In the beginning was the Word, and the Word was with God, and the Word was God.

John 1:1
Love Begets Book Cover

Have you ever wondered what the Trinity—Father, Son and Spirit—were doing in eternity past? Before the galaxies, before the earthworms, before the giraffes, what was the triune God doing? C. S. Lewis would say, “In Christianity, God is not a static thing—not even a person—but a dynamic, pulsating activity, a life, almost a kind of drama. Almost, if you will not think me irreverent, a kind of dance.” In other words, God—the three persons—danced around each other in self-donating, loving relationships. God lacked nothing. Within the Trinity was perfect love, goodness, relationship, and joy. So, why did God make us?

love gives

Love has a tendency to give. Boy meets girl, they start a relationship. That relationship begets a marriage.

Families grow and so on. The overflow of the triune’s love gives creation. And, at the culmination of all of creation, sitting at the top above the moon and sun, the good Niagara Falls, the good stegosaurus, was the best of all of God’s creation: humanity. Out of the goodness of the triune relationship, God made humans in his image.
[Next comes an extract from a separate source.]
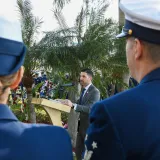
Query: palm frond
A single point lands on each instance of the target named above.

He created male and female to have dominion and to rule over all of creation. We had perfect fellowship with God, and we enjoyed the figs from the trees, patting the lion on the head, and the coolness of the river on our bare feet as we walked through Eden. We also enjoyed each other. Adam and Eve, our first parents, lived without anxiety, despair, jealousy, hatred, and fear. God made the world and everything in it, and it was good.

gospel starts here

When we think about the gospel, we should train our minds to go back to the very beginning. The gospel begins with God, then humanity, then sin. We tend to bypass the first two on a race to get to the bad news. Yet, the gospel is good news. We celebrate that God created out of love, not need. We celebrate that God created out of goodness, not loneliness. We celebrate that God created out of joy, not boredom. And, we celebrate that we bear God’s image. Humanity—though separate from God, since he is creator and we are creation—still maintains the ability to do God-like things: create, love, divest of power, dance, commune with others, and so forth. Humans, in a partnership with God, rule, reign, and seek the good of the world around us. In the fabric of our humanity, God infused us with the ability to do beautiful, redemptive, and meaningful things.

We celebrate that God created out of love, not need. We celebrate that God created out of goodness, not loneliness. We celebrate that God created out of joy, not boredom. And, we celebrate that we bear God’s image.

The next time you think about the gospel or share it with someone, put on your dancing shoes and consider the Trinity orbiting in self-donating loving relationship. The gospel starts with God, and so should we.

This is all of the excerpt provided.